If you wouldn’t let them work on you, don’t hire them.

III. Long-Term Alignment

What do they actually want?

  • Do they want to work for you a year and move on?
  • Are they looking to associate (assuming it’s a good fit) for years to come?
  • Are they looking to go off and buy a practice at any point?
  • Are they looking for a path to partnership?

Your plan and their plan don’t have to be identical, but they can’t be completely incompatible.

IV. Partnership Expectations

If partnership is even remotely on the table at some point, do not leave it as a vague handshake idea. Spell it out. You’re under no obligation to offer them anything. But if there’s the possibility if things work out, you should explain how it might work (again, assuming things work out as an associate).

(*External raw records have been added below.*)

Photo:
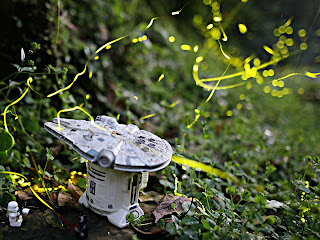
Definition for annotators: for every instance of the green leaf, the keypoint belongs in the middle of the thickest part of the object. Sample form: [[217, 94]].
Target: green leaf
[[189, 221], [5, 198], [160, 223], [170, 228], [26, 162], [6, 140], [82, 183], [231, 190], [205, 224], [246, 195], [260, 200]]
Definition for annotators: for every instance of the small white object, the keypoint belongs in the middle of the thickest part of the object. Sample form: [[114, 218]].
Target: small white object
[[14, 215], [112, 193], [25, 210], [145, 178]]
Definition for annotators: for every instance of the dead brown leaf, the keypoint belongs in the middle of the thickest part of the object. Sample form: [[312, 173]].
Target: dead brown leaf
[[22, 195], [164, 206]]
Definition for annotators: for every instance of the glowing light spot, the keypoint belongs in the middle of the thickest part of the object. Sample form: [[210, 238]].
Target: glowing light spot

  • What are the benchmarks?
  • What’s the timeline?
  • What triggers the conversation?
  • What are the expectations?

Because if you leave it vague, six months later you’ll have unnecessary tension.

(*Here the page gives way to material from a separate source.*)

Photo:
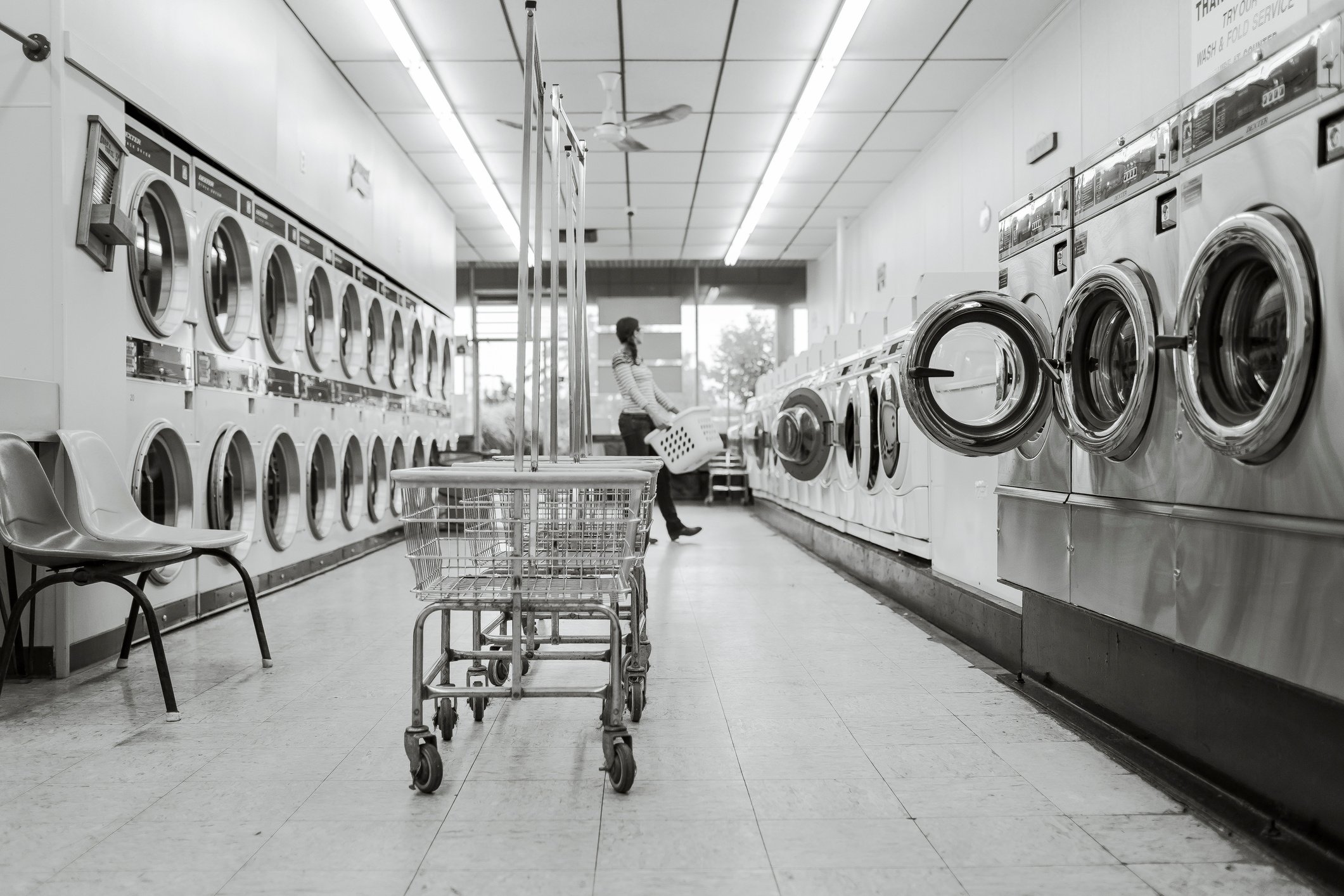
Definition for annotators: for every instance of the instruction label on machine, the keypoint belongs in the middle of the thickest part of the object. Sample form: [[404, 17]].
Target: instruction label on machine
[[1224, 31]]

V. Once They Start, Maintain Oversight

Let’s say you hire them. Now what? First, I would not just drop a full schedule on them on day one.

Orient them. Let them see how your office runs. Let them get familiar with the environment. Remember: what feels normal to you is brand new to them. You may even have them assist you, or you assist them, for a short period.

I had a client recently tell me she assists all new associates herself at first, and I thought that was brilliant. It lets her see how they work up close. Because again, she’s going to let them loose on her patients!

Once your associate starts with a normal schedule, you’d still maintain oversight.

Meet with them regularly in the beginning. Weekly if needed.

And, a big one: Check their work.

Not in a demeaning way. Not in front of patients in a way that embarrasses them.

But check it.

These are your patients. You are ultimately responsible.

You might do some variation of: “Hey Patient Susan, I see you’ve met Dr. Smith. We’re so glad she’s here. Let me take a quick look… wow, looks great.”

That lets you validate the associate, reassure the patient, and maintain oversight at the same time.  If the associate can’t handle that? They’re probably not the right fit.

🎧RELATED PODCAST: All About Associate Doctors – Part I

Thinking about bringing on an associate, or already have one and it’s not going the way you hoped? In All About Associate Doctors Part I, Jeff and Sabri Blumberg break down the fundamentals of making an associate relationship work: when you’re truly ready, how to know if you have enough production, how to structure the relationship, how to onboard properly, and where practices often go wrong.

The Bigger Opportunity

Most doctors think about hiring an associate as a defensive move. You’re too busy, need help, are overwhelmed, etc.

That’s part of it. But the bigger opportunity is this: The right associate is not just extra labor. They’re a teammate.

And if the fit is right, this can open real doors:

  • More clinical capacity
  • Better access for patients
  • More growth
  • Additional locations
  • Partnership
  • Mentorship
  • Eventual ownership opportunities for them
  • And a stronger private practice model for you

That matters even more now, because many young doctors are not buying practices like they did twenty years ago. The ownership rate among younger dentists has been dropping steadily since 2005 Which means a strong private practice with a good owner doctor and a real path forward is more valuable than ever.
The right associate doesn’t just help you. You help them too.

And if you do this right, you can, together, build something a lot bigger.